Immigration and Unemployment: Disconnect revealed along geographic, ethnic and racial lines
Washington, DC - Researchers in the United States have examined data from the national Census Bureau and found that there is no apparent relationship between the number of recent immigrants in a particular locale and the unemployment rate among native-born whites, blacks, Latinos, or Asians. Even now, at a time of economic recession and high unemployment, there is no correlation between the number of recent immigrant workers in a given state, county, or city and the unemployment rate among native-born workers. The research has been published by the Immigration Policy Center (IPC) in a report, ‘Untying the Knot’, which seeks to debunk the frequently misrepresented relationship between immigration and unemployment.
“We commissioned this report in order to take a serious look at whether or not immigration is in fact impacting unemployment among the native-born and what we have found is that scary rhetoric is no substitute for good data. These findings are in line with other long-term studies conducted around the world which have shown that immigration has very little impact on native unemployment,” said Ben Johnson, Executive Director of the American Immigration Law Foundation. “In order to have a serious policy debate we need good, honest numbers and that is what we believe we have provided in these reports.”
Dan Siciliano, Senior Research Fellow at the Immigration Policy Center and Executive Director of the Program in Law, Economics, and Business at Stanford Law School, also discussed the exploitation of U.S. unemployment levels to promote a political agenda: “The level of unemployment in the U.S. is painful, scary and difficult - so we shouldn’t belittle it.

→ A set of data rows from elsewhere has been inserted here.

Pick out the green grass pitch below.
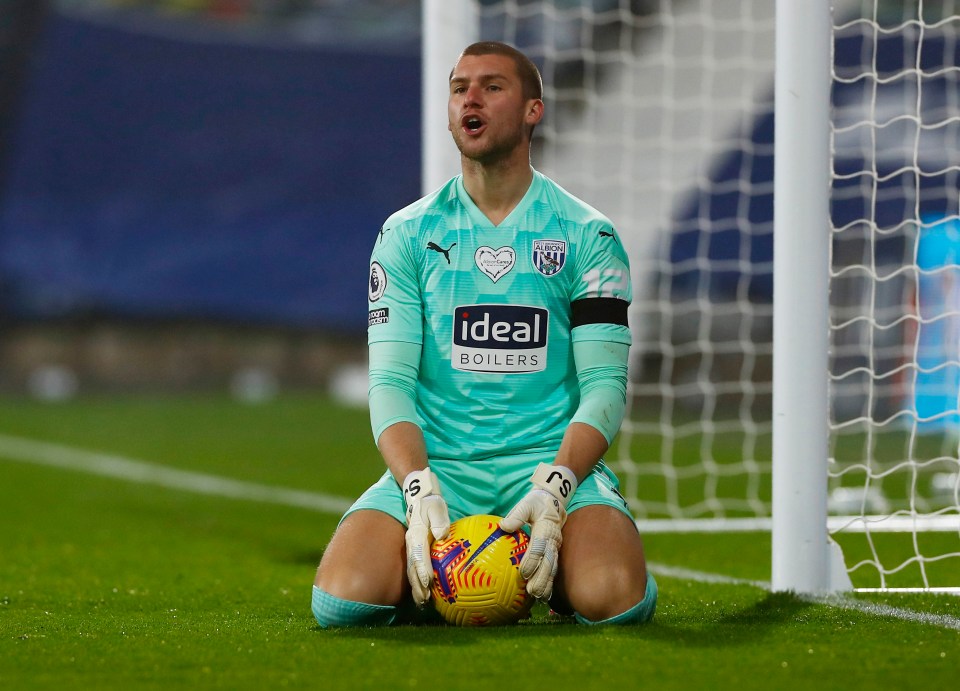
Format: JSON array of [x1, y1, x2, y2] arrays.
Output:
[[0, 394, 960, 691]]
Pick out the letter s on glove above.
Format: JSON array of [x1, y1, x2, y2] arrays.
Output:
[[500, 463, 578, 600], [403, 468, 450, 606]]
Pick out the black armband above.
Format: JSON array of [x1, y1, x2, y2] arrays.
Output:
[[570, 298, 629, 329]]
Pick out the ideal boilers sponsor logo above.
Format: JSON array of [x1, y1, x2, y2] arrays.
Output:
[[452, 305, 550, 373]]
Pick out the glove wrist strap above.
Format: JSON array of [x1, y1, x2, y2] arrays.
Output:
[[530, 463, 579, 509], [403, 468, 440, 506]]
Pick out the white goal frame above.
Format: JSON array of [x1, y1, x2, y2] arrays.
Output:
[[422, 0, 960, 593]]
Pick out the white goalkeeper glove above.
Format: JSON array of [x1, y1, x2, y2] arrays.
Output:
[[403, 468, 450, 606], [500, 463, 577, 600]]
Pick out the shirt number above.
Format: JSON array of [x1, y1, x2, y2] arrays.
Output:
[[583, 269, 629, 298]]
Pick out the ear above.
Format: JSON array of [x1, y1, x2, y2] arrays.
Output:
[[523, 98, 543, 125]]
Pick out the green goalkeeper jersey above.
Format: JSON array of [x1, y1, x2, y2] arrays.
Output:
[[368, 171, 631, 460]]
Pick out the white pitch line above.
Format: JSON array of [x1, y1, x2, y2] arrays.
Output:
[[650, 562, 960, 631], [0, 434, 352, 514], [0, 434, 960, 631]]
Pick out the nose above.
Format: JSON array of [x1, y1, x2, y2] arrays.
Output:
[[463, 84, 482, 106]]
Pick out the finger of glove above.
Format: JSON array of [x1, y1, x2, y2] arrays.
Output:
[[407, 564, 430, 606], [520, 518, 562, 580], [500, 499, 533, 533], [527, 549, 557, 600], [407, 526, 433, 604]]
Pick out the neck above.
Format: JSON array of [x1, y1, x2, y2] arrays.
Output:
[[461, 156, 533, 225]]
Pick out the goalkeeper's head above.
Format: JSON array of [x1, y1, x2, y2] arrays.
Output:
[[450, 41, 543, 101]]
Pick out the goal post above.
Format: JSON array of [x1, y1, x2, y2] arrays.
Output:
[[422, 0, 960, 592], [772, 0, 831, 592]]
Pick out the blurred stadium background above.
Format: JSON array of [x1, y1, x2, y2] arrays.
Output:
[[0, 0, 428, 397]]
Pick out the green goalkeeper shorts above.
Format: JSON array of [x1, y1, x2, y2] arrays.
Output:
[[341, 455, 633, 525]]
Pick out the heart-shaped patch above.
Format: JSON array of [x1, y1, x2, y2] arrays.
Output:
[[473, 246, 517, 283]]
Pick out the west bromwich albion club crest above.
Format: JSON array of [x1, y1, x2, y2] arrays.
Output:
[[532, 240, 567, 276]]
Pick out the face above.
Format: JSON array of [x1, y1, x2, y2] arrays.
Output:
[[447, 55, 543, 163]]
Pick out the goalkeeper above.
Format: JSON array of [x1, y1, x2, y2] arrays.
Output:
[[312, 42, 657, 628]]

However, the very notion that immigration has anything to do with unemployment does just that. It belittles the challenge of unemployment,” said Siciliano.
Rob Paral, also a Senior Research Fellow at the Immigration Policy Center and principle of Rob Paral and Associates, further pointed out that, “on the question of race we find that there’s just no connection between immigration and unemployment. The culprit when it comes to unemployment is not immigration.”